Program: Oral and Poster Abstracts
Session: 114. Hemoglobinopathies, Excluding Thalassemia: Clinical and Epidemiological: Poster III
Hematology Disease Topics & Pathways:
Adults, Non-Biological, Clinically Relevant, Hemoglobinopathies, Diseases, Therapies, Adverse Events, Young Adults, Study Population
Monday, December 13, 2021, 6:00 PM-8:00 PM

Maureen Okam Okam Achebe, MD, MPH1, Hoda Hassab, MD2*, Salam Alkindi, FRCP, BA, MBBChir3*, R. Clark Clark Brown, MD, PhD4, Paul Telfer5*, Bart J. Biemond, MD, PhD6, Victor R. Gordeuk, MD7, Thokozeni Lipato, MD8*, Margaret Tonda, PharmD9*, Sarah Gray, PhD9* and Joanna Howard, MB BChir10

1Division of Hematology, Hematology Division Brigham and Women's, Boston, MA
2Paediatric Department and Clinical Research Center, Faculty of Medicine, Alexandria University, Alexandria, Egypt
3Sultan Qaboos University College of Medicine, Muscat, OMN
4Department of Pediatrics, Children's Healthcare of Atlanta AFLAC Cancer Ctr. %26 Blood Disorders Svc., Atlanta, GA
5Blizard Institute, Queen Mary University of London, London, GBR
6Department of Hematology, Academic Medical Center, Amsterdam, Netherlands
7Sickle Cell Center, Division of Hematology and Oncology, Department of Medicine, University of Illinois at Chicago, Carol Stream, IL
8Virginia Commonwealth University, Richmond, VA
9Global Blood Therapeutics, South San Francisco, CA
10Guy's and St Thomas' NHS Foundation Trust and King's College London, London, United Kingdom

Background: Sickle cell disease (SCD) is a lifelong, inherited blood disorder, resulting from a mutation in the hemoglobin (Hb) subunit β gene, that leads to sickle hemoglobin (HbS) formation. Polymerization of HbS causes red blood cell sickling and damage, leading to hemolysis, chronic anemia, and vaso-occlusive crises (VOCs). Patients with SCD are at higher risk of end-organ damage, increased morbidity, and early mortality as a result of low Hb and increased hemolysis.

Voxelotor (Oxbryta®) tablets, a HbS polymerization inhibitor, are approved in the US for treatment of SCD in adults and adolescent patients aged ≥12 years. The randomized, placebo-controlled HOPE trial showed that significantly more patients treated with voxelotor 1500 mg achieved a >1 g/dL Hb increase compared with placebo (89% vs 25%, respectively) at any time up to week 72. These Hb increases were associated with reductions in markers of hemolysis (eg, indirect bilirubin, reticulocyte percentage).
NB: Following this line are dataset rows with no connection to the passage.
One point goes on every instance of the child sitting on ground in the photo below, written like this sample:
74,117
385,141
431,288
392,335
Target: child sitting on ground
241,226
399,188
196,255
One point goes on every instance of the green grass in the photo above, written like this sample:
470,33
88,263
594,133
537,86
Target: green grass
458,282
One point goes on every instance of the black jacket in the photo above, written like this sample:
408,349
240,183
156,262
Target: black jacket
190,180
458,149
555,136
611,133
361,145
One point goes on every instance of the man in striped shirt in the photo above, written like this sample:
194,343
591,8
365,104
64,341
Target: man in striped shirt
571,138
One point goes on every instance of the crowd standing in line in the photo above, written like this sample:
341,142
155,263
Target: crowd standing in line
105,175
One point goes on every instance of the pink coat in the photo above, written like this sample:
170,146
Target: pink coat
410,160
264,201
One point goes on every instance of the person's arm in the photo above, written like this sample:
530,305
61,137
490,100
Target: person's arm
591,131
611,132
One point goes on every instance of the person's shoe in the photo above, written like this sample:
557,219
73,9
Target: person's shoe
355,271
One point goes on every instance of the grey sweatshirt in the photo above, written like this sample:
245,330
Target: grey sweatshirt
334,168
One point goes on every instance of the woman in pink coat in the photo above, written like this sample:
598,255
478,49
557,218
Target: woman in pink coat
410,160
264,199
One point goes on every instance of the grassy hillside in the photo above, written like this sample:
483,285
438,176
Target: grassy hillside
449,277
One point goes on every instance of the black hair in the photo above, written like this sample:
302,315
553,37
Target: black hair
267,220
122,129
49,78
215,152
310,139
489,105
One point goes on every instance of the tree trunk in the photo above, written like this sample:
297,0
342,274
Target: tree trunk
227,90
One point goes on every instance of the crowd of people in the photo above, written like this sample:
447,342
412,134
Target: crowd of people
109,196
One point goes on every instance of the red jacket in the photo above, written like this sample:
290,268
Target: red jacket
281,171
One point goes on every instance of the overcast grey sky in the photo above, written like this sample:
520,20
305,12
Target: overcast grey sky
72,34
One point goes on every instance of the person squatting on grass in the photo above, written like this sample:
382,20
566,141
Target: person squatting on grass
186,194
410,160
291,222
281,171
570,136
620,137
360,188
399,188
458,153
To confirm the safety and efficacy of long-term voxelotor use, we report an interim analysis of an ongoing open-label extension (OLE) of the HOPE trial.
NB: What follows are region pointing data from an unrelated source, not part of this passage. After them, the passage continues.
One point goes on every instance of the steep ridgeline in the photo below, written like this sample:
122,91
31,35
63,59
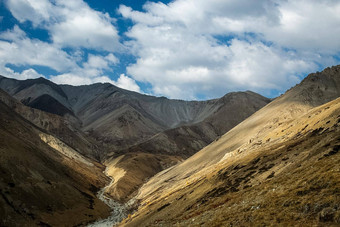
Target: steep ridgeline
188,139
278,167
118,119
44,182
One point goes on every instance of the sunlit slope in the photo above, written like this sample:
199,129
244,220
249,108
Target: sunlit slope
278,129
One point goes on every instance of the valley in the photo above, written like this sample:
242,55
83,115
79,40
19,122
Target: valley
239,160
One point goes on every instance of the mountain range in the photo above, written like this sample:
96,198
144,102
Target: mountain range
93,126
239,160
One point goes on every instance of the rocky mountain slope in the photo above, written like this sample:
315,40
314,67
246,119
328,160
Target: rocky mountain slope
44,182
279,166
138,133
119,119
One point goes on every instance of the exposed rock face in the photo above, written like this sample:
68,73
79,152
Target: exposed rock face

Methods: Patients who completed the phase 3 HOPE trial were eligible to enroll in the multicenter OLE study and receive treatment as long as they continued to receive clinical benefit and/or until they had access to voxelotor through commercialization or a managed access program. All patients, including those who previously received placebo or voxelotor 900 mg, received voxelotor 1500 mg as ongoing treatment. Adverse event data were collected beginning on the date of informed consent through 28 days after discontinuation of voxelotor. Measurements of Hb and clinical markers of hemolysis are ongoing and summarized here for 48 weeks of treatment in the OLE. Central laboratory assessments were used for the US and Europe, and local laboratory assessments were used for the rest of the world. Data presented are based on an interim data cut (December 31, 2020).
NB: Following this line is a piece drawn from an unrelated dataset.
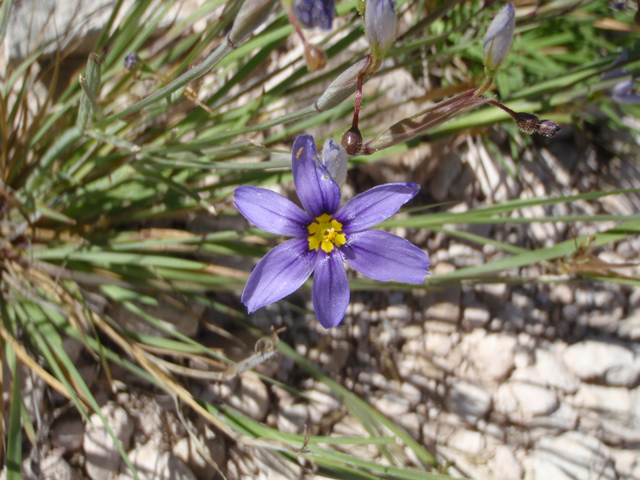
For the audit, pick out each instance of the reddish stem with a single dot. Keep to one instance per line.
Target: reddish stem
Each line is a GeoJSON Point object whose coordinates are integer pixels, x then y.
{"type": "Point", "coordinates": [506, 109]}
{"type": "Point", "coordinates": [360, 82]}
Results: Of the 199 patients who completed the HOPE trial, 178 (89.4%) were enrolled and dosed in the OLE. Median age at enrollment was 25 years (15.7% adolescents, 84.3% adults). At the cutoff date, the median duration of voxelotor exposure the OLE was 69.9 weeks (range: 1.9-102.0 weeks), with 78 patients treated for ≥72 weeks. Of these 78 patients, 52 had previously received voxelotor in the randomized part of the study, for a combined exposure duration of ≥144 weeks. Among those who previously received placebo, the mean (SD) change in Hb from baseline (ie, the start of the OLE) to week 48 was 1.3 (1.51) g/dL, consistent with the HOPE trial results. Mean (SD) Hb changes for patients who previously received voxelotor 900 mg and 1500 mg were 0.7 (1.48) g/dL and 0.2 (1.15) g/dL, respectively, indicating durability of response. Markers of hemolysis improved from baseline to week 48 in patients who received placebo in the HOPE trial (–39.5% indirect bilirubin; –28.6% reticulocyte percentage). Patients who received voxelotor during the HOPE trial showed a stable response at week 48 (–2.0% and 1.1% indirect bilirubin, –14.6% and –21.0% reticulocytes for voxelotor 900 mg and 1500 mg, respectively). The annualized incidence rate of VOCs was 1.3 (95% CI: 1.1-1.4) events per year across all patients. A total of 83.7% of patients (149/178) experienced a non-SCD-related treatment-emergent adverse event (TEAE), with the most commonly reported being arthralgia, headache, pain, nausea, and pain in extremity (Table). Most non-SCD-related TEAEs were grade 1 or 2 in severity. Eleven patients (6.2%) had an adverse event that led to treatment discontinuation. No TEAEs consistent with lack of tissue oxygenation were observed.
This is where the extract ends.